The military is watching this carefully, and for good reason. The armed forces make specific demands of their communications technology, in some ways different from what the civilian world requires. New 5G tech can give the armed forces higher system capacity and massive device connectivity along with hyper-speed.
“As entrepreneurs rush to exploit the opportunities for new services and products that 5G offers, there will be spillovers to the defense technology base,” wrote Center for Strategic and International Studies senior vice president James Lewis in How 5G Will Shape Innovation and Security: A Primer, a December study from the think tank.

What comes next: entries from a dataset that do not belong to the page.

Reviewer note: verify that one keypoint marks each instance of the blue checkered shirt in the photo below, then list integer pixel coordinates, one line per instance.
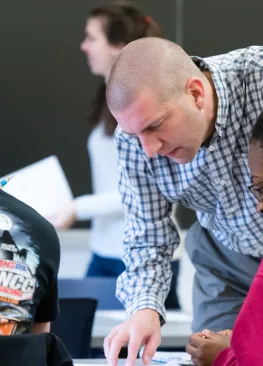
(214, 184)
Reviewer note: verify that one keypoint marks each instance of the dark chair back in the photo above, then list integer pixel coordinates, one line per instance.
(43, 349)
(100, 288)
(74, 325)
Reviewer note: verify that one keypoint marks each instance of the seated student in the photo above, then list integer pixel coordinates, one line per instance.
(29, 262)
(243, 346)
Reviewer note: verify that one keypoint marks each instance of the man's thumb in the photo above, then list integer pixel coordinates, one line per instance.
(209, 334)
(150, 348)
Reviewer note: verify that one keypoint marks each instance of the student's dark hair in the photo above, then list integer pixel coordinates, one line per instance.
(124, 23)
(257, 132)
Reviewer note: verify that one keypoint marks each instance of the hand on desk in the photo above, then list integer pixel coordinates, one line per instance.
(204, 350)
(143, 328)
(63, 218)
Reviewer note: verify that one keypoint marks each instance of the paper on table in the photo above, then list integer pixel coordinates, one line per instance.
(171, 316)
(173, 358)
(42, 185)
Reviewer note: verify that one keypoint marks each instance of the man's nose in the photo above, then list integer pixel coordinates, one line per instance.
(260, 207)
(150, 144)
(84, 46)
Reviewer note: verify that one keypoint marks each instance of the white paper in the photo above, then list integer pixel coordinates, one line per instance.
(171, 316)
(173, 358)
(42, 185)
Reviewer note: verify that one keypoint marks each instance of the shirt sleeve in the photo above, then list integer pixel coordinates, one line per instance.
(150, 235)
(94, 205)
(48, 308)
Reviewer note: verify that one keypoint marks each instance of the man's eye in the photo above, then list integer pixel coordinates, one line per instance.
(157, 125)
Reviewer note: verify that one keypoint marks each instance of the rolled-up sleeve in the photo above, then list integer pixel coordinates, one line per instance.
(150, 236)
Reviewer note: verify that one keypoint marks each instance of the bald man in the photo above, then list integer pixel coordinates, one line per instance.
(183, 135)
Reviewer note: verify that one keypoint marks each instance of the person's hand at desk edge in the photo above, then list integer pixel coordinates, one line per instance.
(143, 328)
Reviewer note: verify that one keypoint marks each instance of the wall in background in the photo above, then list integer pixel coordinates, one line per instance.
(46, 87)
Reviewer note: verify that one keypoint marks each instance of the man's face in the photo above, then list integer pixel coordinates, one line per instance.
(175, 129)
(255, 163)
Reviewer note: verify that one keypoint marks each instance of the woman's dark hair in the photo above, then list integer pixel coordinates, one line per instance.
(124, 23)
(257, 132)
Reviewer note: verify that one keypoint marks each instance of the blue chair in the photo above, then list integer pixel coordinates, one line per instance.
(100, 288)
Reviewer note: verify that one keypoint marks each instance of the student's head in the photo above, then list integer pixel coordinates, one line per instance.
(255, 162)
(109, 28)
(155, 91)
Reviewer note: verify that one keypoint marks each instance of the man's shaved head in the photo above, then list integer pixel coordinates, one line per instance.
(154, 63)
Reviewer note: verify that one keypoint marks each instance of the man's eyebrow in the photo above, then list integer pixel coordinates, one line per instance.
(147, 127)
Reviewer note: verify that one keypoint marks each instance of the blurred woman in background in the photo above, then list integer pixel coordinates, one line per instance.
(108, 29)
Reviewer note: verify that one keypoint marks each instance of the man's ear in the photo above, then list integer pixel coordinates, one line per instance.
(195, 87)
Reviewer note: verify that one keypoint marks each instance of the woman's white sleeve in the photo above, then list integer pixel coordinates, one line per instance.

Lewis predicted that 5G will be foundational for new military technologies such as "robots, artificial intelligence and a number of advanced sensing devices." Fast, reliable and strong communications are crucial to executing high-stakes military operations.
The Trump Administration recently ordered a national spectrum policy to keep the U.S. in the lead when it comes to advanced wireless communications.
“The spectrum relief act is clearing frequency bandwidth that can be used for 5G," said Colin Whelan, vice president of Advanced Technologies at Raytheon. "This is where commercial and Raytheon military technology steps in.”
New tech to watch
Raytheon is developing several advanced technologies that could help bring the military into the 5G era, including:
Gemini: Gemini is Raytheon’s miniature phased array radar, which is being developed partly through the Raytheon UMass Lowell Research Institute.
Nearly as thin as a quarter, the Raytheon array can pack the equivalent of a larger array into a mobile device. It's built to support beamforming, which adapts signals to different scenarios, and MIMO, a type of beamforming, on a 5G network. That will dramatically increase connectivity over current technology.
SENSR: The U.S. government has formed a cross-agency team for a project called the Spectrum Efficient National Surveillance Radar program, or SENSR. The goal is to use the proceeds from the government's auction of rights to the 30 Mhz broadcast spectrum to upgrade the entire radar infrastructure across the country. More space for wireless bandwidth could be cleared by replacing the nation’s 600 air traffic radars.
Because the idea is to conserve signal space - essentially making the airwaves less crowded - Raytheon is studying how to use different technologies to more efficiently utilize bandwidth across the spectrum, according to Tom Sikina, a principal engineering fellow at the company.
By clearing part of the spectrum, SENSR can play a part in enabling 5G, according to Raytheon Strategic Architecture Engineer Brian Harkins.